On top of those dangers, high debt burdens and aggressive valuations will conspire to crimp capital gains on European bonds this late in the global credit cycle.
That's the warning from US Treasury bond bull Steven Major, who's now sounding an alarm on credit markets in Europe.
While Mr Major, HSBC Holdings' head of fixed-income research, is a key proponent of the view that global interest rates can stay low for longer, he says investors aren't being paid for the risks they are taking in corporate debt markets in the euro area, with yields a whisker away from post-crisis lows.
"Low volatility across asset classes may give a false sense of security and bond markets may be caught napping," HSBC strategists led by Mr Major wrote in a note published Monday.
"The risk is that with increasingly interconnected capital markets, driven by years of international spillover from quantitative easing, local triggers can have a more global impact than before."
Mr Major's bearish case: The European Central Bank's asset-purchase program won't be as large over the next year as the 12 months prior, while there's a natural cap on credit demand as yields sit "materially below" typical expense ratios for retail funds, and to a lesser-extent insurance funds.
"Gross yields leave very little left for income-seeking savers," he adds.
"Spreads could widen with a volatility shock."
The strategist also takes exception with the argument that the euro-area economy is ensnared by Japanese-style stagnation, which would keep spreads in check for decades to come, amid low interest rates and a lifeless corporate sector.
The biggest reason the parallel fails: Japanese companies are awash with cash amid decades of deleveraging and low capital expenditures, with net debt at just 35 per cent of gross domestic product.

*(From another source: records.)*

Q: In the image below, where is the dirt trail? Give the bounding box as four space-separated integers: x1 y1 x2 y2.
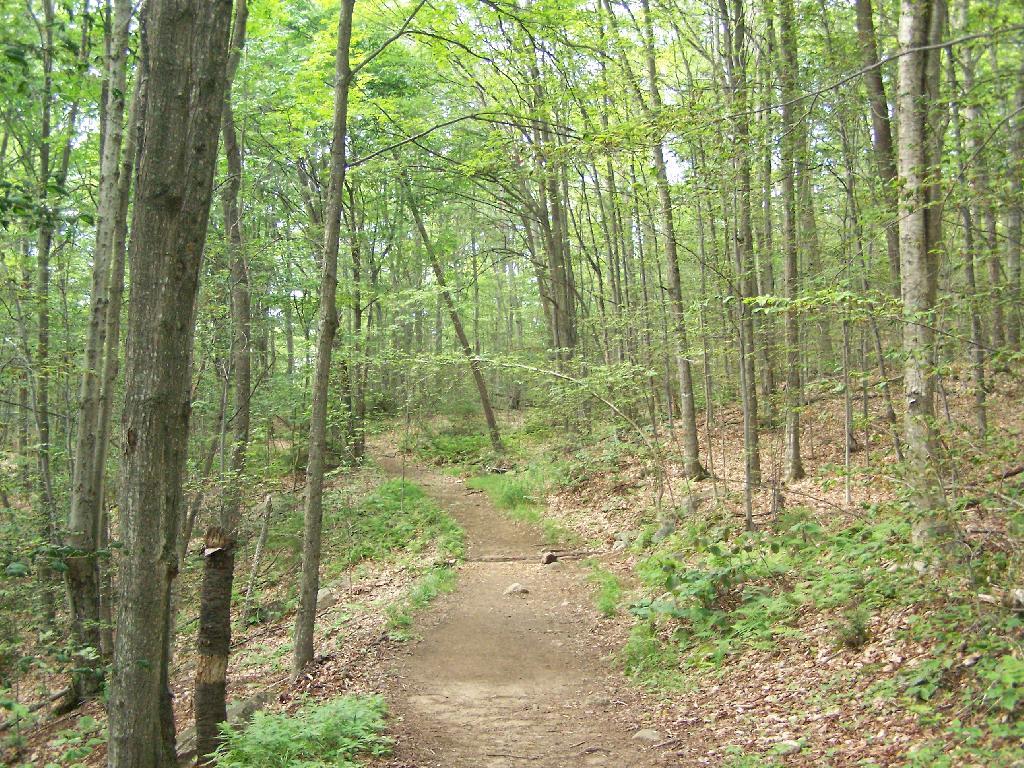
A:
376 450 664 768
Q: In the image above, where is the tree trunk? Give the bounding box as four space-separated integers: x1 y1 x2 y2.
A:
895 0 947 521
293 0 355 676
403 173 504 453
855 0 901 293
195 1 250 759
778 0 804 482
1009 56 1024 351
65 0 132 705
107 0 233 765
637 0 706 479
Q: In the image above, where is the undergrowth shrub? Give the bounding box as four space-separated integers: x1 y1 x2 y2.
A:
213 696 391 768
833 606 871 649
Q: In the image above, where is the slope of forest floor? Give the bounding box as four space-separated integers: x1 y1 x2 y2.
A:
402 366 1024 767
5 366 1023 768
4 468 464 767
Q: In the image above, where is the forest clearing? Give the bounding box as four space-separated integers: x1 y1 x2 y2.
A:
1 0 1023 766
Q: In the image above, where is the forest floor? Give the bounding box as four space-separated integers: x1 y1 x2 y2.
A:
7 370 1023 767
372 445 666 768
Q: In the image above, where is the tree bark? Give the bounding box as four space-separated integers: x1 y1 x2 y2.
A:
195 0 250 759
107 0 233 765
855 0 902 293
402 173 504 453
778 0 804 481
293 0 355 676
65 0 132 705
895 0 946 520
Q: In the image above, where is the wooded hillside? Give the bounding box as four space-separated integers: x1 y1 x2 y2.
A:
1 0 1022 766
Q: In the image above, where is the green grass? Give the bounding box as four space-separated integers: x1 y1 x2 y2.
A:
466 468 578 546
405 423 493 467
385 566 458 640
213 696 391 768
585 561 623 617
321 479 464 580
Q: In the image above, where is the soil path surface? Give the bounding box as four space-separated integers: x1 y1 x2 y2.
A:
376 450 664 768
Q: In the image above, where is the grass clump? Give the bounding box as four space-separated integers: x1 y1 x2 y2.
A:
213 695 391 768
467 468 577 546
620 624 685 690
405 423 492 467
386 567 458 640
586 562 623 617
833 606 871 649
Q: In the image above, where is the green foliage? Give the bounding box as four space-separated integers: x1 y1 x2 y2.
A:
385 566 457 641
585 562 623 617
978 655 1024 713
832 606 871 650
326 479 464 570
620 624 685 690
41 716 104 768
467 464 576 546
213 696 391 768
408 423 492 467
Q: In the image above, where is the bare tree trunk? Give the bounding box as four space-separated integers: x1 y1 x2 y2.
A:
721 0 760 494
107 0 233 765
195 1 250 759
242 495 273 620
1009 57 1024 351
778 0 804 482
637 0 706 479
293 0 355 676
347 182 366 461
855 0 901 293
402 173 504 453
895 0 947 522
65 0 132 706
96 73 141 662
947 48 987 437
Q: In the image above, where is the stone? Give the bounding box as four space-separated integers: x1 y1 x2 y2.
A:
503 582 529 596
631 728 662 744
316 587 339 611
177 691 270 763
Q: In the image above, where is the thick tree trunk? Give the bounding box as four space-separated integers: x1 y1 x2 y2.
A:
293 0 355 676
107 1 233 765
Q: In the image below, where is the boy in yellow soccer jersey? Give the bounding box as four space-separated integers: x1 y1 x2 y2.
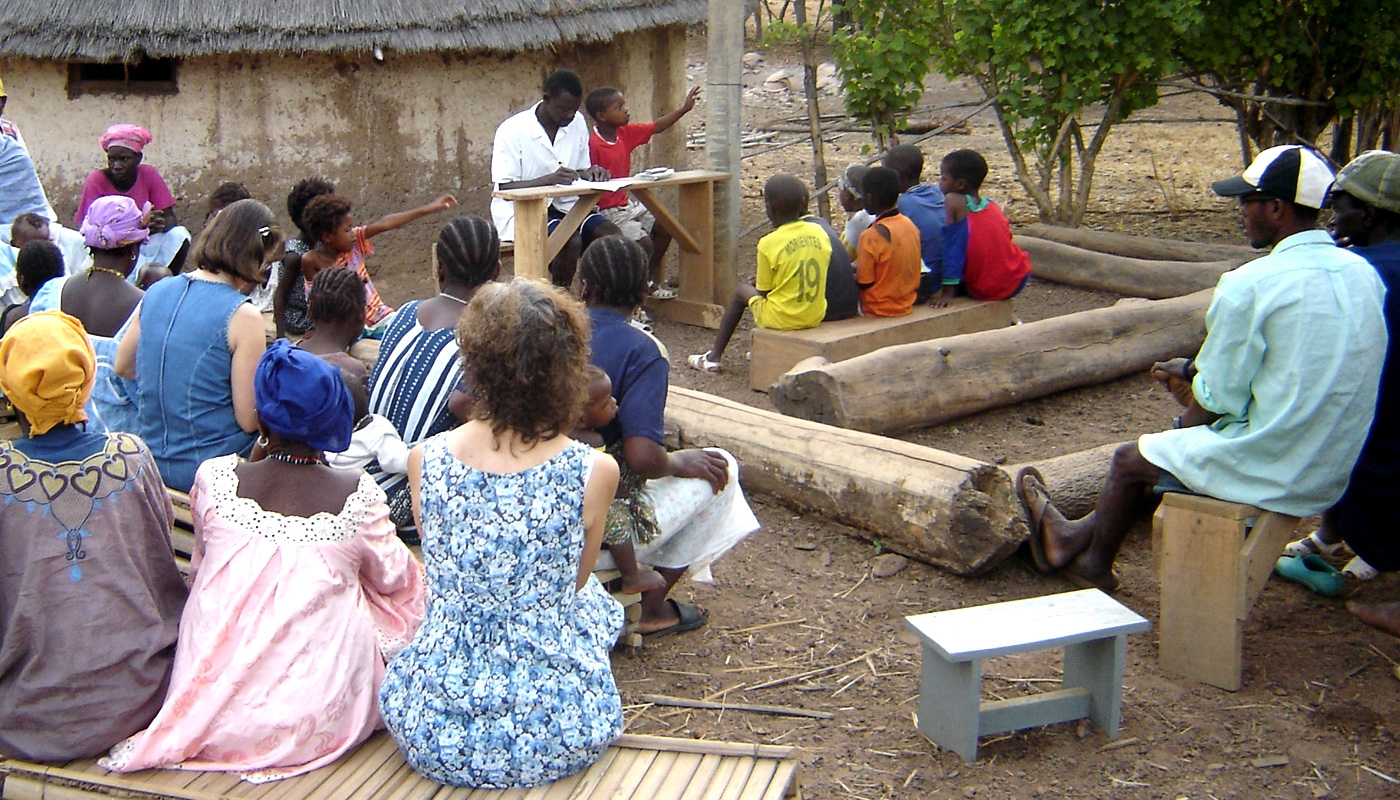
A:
687 174 832 373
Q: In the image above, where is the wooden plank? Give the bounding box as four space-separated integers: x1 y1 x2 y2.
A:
613 735 795 760
279 734 401 800
631 188 701 254
543 746 618 800
734 760 778 800
333 744 417 800
572 748 639 800
1237 511 1300 618
183 770 246 795
750 300 1015 391
601 750 658 800
544 196 603 266
1 764 228 800
977 688 1093 736
1157 492 1256 520
511 197 552 282
1157 500 1246 691
675 181 717 305
698 757 755 800
645 298 724 329
675 756 735 800
758 761 799 800
493 170 729 201
377 765 442 800
613 751 677 800
642 752 704 800
905 589 1150 663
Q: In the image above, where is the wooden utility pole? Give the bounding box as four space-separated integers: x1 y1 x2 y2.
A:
795 0 830 218
707 0 744 301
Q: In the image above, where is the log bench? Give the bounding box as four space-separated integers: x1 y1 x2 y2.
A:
0 732 799 800
748 298 1015 391
905 589 1150 761
1152 493 1301 691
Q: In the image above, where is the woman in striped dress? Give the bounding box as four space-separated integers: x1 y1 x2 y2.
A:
367 216 500 530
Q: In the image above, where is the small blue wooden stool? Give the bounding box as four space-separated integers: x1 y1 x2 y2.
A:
905 589 1150 760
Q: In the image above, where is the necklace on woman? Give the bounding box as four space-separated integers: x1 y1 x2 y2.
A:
266 450 327 466
438 291 469 304
88 265 130 280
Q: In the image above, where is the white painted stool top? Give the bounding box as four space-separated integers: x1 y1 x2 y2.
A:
905 589 1150 662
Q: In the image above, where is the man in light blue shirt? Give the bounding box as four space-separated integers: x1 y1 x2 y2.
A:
1016 145 1387 592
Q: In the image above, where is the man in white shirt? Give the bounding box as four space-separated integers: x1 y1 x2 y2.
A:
492 69 617 287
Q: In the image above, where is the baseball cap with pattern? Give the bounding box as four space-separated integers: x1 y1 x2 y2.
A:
1333 150 1400 214
1211 145 1334 209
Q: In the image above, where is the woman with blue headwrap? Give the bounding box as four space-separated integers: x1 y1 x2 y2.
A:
104 341 425 782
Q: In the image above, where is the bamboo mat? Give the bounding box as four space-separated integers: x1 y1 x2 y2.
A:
0 733 800 800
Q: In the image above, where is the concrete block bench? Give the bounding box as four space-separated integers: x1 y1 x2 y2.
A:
748 298 1015 391
1153 492 1301 691
905 589 1150 760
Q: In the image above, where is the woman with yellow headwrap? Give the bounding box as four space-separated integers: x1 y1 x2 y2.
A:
0 311 187 761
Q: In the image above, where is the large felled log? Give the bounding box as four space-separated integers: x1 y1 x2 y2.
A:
770 290 1211 435
1020 223 1257 264
664 387 1026 575
1004 441 1129 520
1017 236 1239 298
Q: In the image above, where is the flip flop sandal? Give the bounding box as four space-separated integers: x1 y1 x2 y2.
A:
687 352 722 373
1015 466 1056 574
1343 555 1380 581
1283 530 1346 558
643 599 709 641
1274 554 1345 597
1063 554 1121 593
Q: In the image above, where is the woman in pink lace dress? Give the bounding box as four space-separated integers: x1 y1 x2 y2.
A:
103 341 425 782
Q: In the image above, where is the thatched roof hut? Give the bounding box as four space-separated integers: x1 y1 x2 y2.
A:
0 0 706 60
0 1 700 292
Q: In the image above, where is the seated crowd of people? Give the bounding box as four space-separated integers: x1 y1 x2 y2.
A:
0 76 762 786
0 63 1396 792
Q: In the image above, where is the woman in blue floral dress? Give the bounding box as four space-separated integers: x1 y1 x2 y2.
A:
379 277 623 789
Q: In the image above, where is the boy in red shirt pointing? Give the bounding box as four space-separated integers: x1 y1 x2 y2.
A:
586 85 700 298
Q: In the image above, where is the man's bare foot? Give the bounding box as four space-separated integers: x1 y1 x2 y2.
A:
1348 600 1400 637
620 566 668 595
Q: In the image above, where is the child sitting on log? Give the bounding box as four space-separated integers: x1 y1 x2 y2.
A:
687 174 832 372
856 167 922 318
572 365 667 595
931 149 1032 306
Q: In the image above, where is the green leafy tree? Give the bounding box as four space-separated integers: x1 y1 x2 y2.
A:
928 0 1200 225
831 1 939 149
1177 0 1400 165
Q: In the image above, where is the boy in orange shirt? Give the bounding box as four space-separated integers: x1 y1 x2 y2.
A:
856 167 922 317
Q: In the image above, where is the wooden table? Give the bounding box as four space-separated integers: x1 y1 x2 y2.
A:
494 169 732 328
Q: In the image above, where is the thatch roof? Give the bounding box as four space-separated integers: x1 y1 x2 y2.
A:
0 0 706 61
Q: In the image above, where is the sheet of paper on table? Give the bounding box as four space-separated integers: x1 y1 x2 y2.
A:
565 177 638 192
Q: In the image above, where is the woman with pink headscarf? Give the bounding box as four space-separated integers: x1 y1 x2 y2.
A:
76 124 190 281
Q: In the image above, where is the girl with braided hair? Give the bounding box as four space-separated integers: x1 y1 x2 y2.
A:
367 214 501 533
298 265 371 383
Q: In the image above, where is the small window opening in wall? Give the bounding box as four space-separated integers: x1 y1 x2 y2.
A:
67 58 178 98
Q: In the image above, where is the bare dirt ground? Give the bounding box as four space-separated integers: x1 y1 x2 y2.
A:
366 36 1400 800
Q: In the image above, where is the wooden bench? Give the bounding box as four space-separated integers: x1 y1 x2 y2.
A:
166 490 644 649
905 589 1150 761
1152 493 1301 691
0 732 799 800
748 298 1016 391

Non-financial corporate debt in the euro area, by contrast, has risen to 104 per cent, from 92.5 per cent pre crisis, suggesting investors should be better paid for the leverage sitting on Europe's corporate balance sheets.
"Such expensive levels could persist for some time should volatility stay low, but this phase of the cycle is an unattractive time to own spread duration," Mr Major concludes.
Even after currency hedging for euro-based investors, high-rated obligations issued by US and UK companies with strong balance sheets still stand out as "less egregiously expensive investment choices for those market participants who still need to be invested at this stage of the cycle," Mr Major says.
HSBC also turned bearish on high-yield euro debt early last month, for the first time in three years, citing unattractive valuations.
When you adjust for the impact of credit ratings, investors in European high-grade debt are receiving even less compensation for credit risk, bringing premiums a fraction away from record lows.